Film Review: Spotlight (2015)

 Michael Keaton, Liev Shreiber, Mark Ruffalo, Rachel McAdams, John Slattery, & Brian D'Arcy in  Spotlight  | Irish Times

Michael Keaton, Liev Shreiber, Mark Ruffalo, Rachel McAdams, John Slattery, & Brian D'Arcy in Spotlight | Irish Times

Is there a show or movie that you always, always go back to? Like no matter how many times you’ve seen it, it is absolutely your go-to-need-something-to-play-in-the-background-as-I-fold-laundry piece of content? It could be The Office or Friends or whatever. But because I have such high-brow refined taste (wink wink), I always go to the 2015 Best Picture winner Spotlight

If you haven’t seen Spotlight, there’s no point in spoiling anything because it’s all based on real events anyway. It’s basically about how a team of investigative journalists at The Boston Globe uncovered a massive child abuse scandal and its cover-up by the entire Catholic Church. Following the initial uncovering by the Boston Globe, millions more cities around the globe followed suit and outed their own local child abuse scandals from the Catholic Church. The movie features an ensemble cast - including American Treasure Mark Ruffalo, Rachel McAdams, Michael Keaton, Live Schreiber, American Treasure Stanley Tucci, Billy Crudup, and more - and what I like about this cast is that no one person outshines the other. The film features each of them (more or less) equally because they are a team uncovering this together. No one person could’ve followed this story alone and in real life, it took the entire team of people working together to uncover this scandal, for which they went on to win the 2003 Pulitzer Prize for public service. 

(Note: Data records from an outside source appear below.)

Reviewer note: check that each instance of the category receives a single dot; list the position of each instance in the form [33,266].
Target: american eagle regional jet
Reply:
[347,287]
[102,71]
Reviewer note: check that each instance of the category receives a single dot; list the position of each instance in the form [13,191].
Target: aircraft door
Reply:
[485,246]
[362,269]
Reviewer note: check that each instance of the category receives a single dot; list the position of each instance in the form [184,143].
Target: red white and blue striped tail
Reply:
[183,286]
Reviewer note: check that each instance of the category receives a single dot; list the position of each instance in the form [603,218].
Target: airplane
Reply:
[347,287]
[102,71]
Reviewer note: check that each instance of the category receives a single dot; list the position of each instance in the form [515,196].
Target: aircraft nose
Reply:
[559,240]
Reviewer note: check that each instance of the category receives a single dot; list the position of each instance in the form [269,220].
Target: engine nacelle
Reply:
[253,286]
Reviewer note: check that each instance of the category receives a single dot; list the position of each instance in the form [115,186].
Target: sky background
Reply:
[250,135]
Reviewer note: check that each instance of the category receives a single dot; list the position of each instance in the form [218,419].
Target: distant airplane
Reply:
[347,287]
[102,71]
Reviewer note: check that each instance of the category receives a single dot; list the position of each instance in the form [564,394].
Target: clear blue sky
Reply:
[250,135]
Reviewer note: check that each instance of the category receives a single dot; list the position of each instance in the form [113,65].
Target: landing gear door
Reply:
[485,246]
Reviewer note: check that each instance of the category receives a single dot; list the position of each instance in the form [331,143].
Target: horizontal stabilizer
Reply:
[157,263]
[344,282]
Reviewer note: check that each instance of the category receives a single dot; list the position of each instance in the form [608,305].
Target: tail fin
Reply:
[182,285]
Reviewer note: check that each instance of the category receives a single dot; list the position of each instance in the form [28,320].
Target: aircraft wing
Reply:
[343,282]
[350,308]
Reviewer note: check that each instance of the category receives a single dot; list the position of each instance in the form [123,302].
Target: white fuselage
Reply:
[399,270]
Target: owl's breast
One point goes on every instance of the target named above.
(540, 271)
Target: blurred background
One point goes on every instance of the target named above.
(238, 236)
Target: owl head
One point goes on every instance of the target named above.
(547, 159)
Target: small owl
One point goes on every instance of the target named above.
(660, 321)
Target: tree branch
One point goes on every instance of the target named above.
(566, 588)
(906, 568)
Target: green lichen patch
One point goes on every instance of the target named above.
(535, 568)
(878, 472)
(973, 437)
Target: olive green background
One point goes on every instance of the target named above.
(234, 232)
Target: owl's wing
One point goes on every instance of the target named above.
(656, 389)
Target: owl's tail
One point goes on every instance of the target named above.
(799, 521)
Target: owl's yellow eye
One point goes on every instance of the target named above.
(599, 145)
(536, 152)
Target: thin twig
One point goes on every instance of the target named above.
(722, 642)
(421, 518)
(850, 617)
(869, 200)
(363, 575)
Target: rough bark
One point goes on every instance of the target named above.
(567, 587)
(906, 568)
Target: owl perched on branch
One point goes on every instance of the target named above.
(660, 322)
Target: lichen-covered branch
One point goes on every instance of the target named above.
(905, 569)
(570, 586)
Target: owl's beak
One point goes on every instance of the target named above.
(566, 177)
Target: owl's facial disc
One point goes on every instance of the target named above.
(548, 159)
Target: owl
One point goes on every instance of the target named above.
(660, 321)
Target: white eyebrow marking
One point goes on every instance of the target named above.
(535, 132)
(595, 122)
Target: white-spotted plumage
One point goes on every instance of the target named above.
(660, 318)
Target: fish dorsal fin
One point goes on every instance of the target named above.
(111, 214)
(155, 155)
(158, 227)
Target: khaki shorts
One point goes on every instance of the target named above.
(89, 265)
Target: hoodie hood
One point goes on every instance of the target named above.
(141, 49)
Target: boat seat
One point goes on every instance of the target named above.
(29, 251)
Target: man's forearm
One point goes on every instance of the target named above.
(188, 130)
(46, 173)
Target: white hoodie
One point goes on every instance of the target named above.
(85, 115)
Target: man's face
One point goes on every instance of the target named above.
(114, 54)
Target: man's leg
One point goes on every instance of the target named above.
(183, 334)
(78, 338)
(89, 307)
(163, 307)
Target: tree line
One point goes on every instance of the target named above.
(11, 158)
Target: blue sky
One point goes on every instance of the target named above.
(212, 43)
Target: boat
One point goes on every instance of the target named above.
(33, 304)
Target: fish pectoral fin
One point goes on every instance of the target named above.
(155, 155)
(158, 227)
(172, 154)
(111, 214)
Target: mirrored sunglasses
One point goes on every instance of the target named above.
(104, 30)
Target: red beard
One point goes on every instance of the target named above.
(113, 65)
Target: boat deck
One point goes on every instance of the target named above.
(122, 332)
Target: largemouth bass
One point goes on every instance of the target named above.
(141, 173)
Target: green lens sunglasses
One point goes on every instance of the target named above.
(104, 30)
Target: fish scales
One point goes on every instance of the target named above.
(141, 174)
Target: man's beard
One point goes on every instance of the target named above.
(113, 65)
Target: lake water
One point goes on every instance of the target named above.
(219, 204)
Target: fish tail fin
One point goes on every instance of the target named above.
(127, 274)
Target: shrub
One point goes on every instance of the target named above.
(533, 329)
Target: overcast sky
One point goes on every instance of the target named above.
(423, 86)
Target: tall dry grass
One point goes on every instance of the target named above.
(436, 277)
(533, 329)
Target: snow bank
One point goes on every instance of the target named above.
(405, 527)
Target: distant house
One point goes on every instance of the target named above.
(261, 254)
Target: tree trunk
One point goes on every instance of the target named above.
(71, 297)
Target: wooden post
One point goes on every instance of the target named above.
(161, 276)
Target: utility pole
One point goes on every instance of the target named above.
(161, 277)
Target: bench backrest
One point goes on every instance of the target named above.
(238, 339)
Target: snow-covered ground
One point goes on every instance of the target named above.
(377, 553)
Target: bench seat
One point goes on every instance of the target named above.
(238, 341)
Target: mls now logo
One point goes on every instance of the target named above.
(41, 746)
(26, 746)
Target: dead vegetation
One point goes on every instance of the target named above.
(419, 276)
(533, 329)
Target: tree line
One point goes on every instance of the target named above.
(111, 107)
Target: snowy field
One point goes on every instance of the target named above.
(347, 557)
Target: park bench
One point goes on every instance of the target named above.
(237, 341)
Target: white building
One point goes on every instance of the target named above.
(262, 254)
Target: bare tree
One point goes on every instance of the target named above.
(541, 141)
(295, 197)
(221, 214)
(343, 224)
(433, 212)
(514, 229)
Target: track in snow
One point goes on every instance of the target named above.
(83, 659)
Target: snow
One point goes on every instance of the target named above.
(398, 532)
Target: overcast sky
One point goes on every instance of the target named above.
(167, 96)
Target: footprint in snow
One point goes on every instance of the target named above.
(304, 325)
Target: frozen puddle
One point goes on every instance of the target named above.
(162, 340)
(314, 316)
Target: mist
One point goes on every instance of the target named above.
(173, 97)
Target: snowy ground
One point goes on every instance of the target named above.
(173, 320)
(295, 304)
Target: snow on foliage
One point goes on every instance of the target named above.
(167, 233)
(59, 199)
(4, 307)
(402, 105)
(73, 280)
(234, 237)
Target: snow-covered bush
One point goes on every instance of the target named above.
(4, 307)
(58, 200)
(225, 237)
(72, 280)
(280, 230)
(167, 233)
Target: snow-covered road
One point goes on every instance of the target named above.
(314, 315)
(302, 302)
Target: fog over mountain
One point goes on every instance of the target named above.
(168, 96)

 Rachel McAdams, Michael Keaton, & Mark Ruffalo in  Spotlight  | ScreenCrush/Epsilon Reviews

Rachel McAdams, Michael Keaton, & Mark Ruffalo in Spotlight | ScreenCrush/Epsilon Reviews

The film begins very small, focusing on a single priest and how there’s a new editor at The Boston Globe. The new editor, who is notably Jewish and not Catholic like the rest of the journalists, pushes for the Spotlight team to dig into the priest and see what they find. From that moment, there is resistance and shock - you simply can’t touch the Catholic Church, and certainly not in a city like Boston where Catholicism is embedded into its culture, its businesses, and even its architecture. But they go for it and the whole thing begins to snowball into uncovering more and more priests and more and more abuse cover ups. There’s a scene when the team consults an ex-priest and psychologist about the statistics of abusive priests and it chilled me to my core. 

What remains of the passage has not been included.